On Friday night we joined the back of the long line that assembled outside of the McAllen Elk Lodge (equivalent to a legion). The evening plans included an $8 fish dinner and some live music by Sipes & The Country Playboys (featuring our friend Paul).
As we slowly slinked through the endless line, we finally approached the hot bar counter. “What’ll ya have darlin’?” the lady asked. The choices were such: beer battered fish, cornmeal battered fish or boiled fish – which appeared to be filets lounging lazily in an oil pool. Beer batter it was. Followed by a heaping scoop of dressing-drenched coleslaw, then the French fries and finally, the crown jewels, the hushpuppies. The entire plate was a yellowy-beige hue. It appears that vegetables are somewhat of a rarity in these parts.
The lodge was packed, as the sea of Stetsons and snap shirts finished up their meals in anticipation to bust their humps on the dance floor. The air was starting to haze from the thin streams of blue smoke that arose from various tables (it appears that the no smoking by-laws haven’t quite reached this part of the south yet).

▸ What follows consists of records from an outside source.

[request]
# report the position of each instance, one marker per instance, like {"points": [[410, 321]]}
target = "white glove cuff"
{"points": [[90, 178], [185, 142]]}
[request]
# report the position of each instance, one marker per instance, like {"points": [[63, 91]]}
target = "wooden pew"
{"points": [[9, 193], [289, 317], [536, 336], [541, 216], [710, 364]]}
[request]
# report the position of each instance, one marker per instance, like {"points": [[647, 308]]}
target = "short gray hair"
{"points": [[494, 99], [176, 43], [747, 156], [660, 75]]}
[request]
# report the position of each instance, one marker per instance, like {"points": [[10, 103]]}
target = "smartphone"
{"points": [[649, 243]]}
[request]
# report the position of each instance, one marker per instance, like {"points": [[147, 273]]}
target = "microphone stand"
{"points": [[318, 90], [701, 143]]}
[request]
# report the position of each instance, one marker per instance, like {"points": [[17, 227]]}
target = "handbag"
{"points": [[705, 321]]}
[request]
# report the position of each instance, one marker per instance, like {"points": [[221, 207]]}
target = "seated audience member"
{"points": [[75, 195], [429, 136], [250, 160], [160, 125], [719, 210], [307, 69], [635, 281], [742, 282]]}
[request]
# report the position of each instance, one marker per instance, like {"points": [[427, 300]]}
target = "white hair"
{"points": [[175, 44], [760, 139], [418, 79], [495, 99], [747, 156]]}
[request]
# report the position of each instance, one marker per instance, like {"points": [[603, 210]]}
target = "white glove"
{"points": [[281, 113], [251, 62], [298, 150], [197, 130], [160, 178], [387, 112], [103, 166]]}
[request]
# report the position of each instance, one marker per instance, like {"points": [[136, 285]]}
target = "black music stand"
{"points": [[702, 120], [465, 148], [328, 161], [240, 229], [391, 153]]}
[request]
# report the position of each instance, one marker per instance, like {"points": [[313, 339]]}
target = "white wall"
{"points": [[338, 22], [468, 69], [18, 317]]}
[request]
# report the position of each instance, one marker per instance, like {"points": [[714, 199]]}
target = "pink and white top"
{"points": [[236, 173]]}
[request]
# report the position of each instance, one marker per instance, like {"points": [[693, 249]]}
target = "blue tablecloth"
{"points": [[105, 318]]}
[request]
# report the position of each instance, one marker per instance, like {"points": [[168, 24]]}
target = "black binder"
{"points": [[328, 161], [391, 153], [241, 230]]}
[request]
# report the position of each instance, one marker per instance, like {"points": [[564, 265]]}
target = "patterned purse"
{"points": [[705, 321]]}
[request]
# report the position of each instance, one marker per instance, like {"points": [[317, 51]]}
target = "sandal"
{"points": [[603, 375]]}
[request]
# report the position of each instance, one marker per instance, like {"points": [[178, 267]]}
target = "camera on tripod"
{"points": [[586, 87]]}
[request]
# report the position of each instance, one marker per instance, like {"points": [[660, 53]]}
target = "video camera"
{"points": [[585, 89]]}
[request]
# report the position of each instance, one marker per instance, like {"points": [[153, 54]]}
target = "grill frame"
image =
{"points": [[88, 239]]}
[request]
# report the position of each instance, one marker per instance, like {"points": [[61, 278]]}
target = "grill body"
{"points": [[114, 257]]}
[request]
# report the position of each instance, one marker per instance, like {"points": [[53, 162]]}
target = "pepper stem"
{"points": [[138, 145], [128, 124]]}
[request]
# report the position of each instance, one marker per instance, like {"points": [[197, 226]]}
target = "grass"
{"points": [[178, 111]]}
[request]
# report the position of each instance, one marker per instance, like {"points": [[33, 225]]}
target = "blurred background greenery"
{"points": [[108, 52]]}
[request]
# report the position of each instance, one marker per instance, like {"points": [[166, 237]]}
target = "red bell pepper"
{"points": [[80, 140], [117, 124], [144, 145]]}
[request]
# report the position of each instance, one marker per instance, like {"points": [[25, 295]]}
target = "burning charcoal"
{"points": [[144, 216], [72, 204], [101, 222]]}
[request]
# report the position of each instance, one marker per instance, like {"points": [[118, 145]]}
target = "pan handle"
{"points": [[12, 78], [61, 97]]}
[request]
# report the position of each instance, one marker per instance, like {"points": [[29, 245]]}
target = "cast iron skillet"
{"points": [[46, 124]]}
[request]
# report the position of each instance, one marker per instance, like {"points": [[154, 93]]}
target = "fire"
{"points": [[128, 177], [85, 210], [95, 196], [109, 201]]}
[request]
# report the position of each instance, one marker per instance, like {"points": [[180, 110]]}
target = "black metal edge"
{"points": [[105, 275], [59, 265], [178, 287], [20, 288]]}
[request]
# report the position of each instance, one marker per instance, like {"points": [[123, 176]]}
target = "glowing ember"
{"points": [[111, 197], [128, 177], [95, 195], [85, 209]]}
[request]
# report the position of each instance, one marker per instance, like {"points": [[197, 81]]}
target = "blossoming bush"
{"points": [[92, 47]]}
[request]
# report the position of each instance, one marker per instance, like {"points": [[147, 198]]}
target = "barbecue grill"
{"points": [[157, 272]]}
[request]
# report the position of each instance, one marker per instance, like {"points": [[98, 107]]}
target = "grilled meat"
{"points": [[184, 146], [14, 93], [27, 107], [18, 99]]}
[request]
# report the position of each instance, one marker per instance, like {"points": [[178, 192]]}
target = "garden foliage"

As the amplifiers were switched on, the band began to play. Clean telecaster tones swirling with liquid lap steel swells filled out a steady stream of classic country songs. This was the place to be. Couples two-stepping across the parquet floor, only stopping to dip the soles of their boots in the cornmeal-filled buckets that lined the dance floor (dance wax, as the label would indicate). The kind of place where $5 would get you and your bearded honey two bottles of Busch, plus have enough change left over to give the table service a tip. The kind of party that swiftly wraps up at 9:30pm on the dot, and as quickly as the hall flooded full, it emptied just the same.
After such a rip-roaring Friday night, we decided to hunker down on the island on Saturday. After all, it was our last night staying in the ritzy, ocean front RV park. When Sunday morning came, we started the pack-up process, secured the dishes and hitched our little home to the back of the truck once again. We were leaving the coast and heading into the thick of things. Back to Mission, back to the Circle T (this time we secured a lot in the nice part of the park – right across the street from Paul and his lovely wife Sue). Within an hour of setting up, we had folks coming up and introducing themselves (fellow Ontarians, who naturally spotted the plates). One kind man even gifted us with a bag of fresh oranges from the tree in his yard.
And so here we’ll stay for the next month. 30-days to try and figure out what we’ll do next. 30-days to finesse my shuffle board skills and eat enough fresh oranges to render my mouth full of canker sores.
This afternoon we’re off to another community jam. Brad and I have hatched an idea, which might just lead to a few gigs. We’ll let you know how it goes.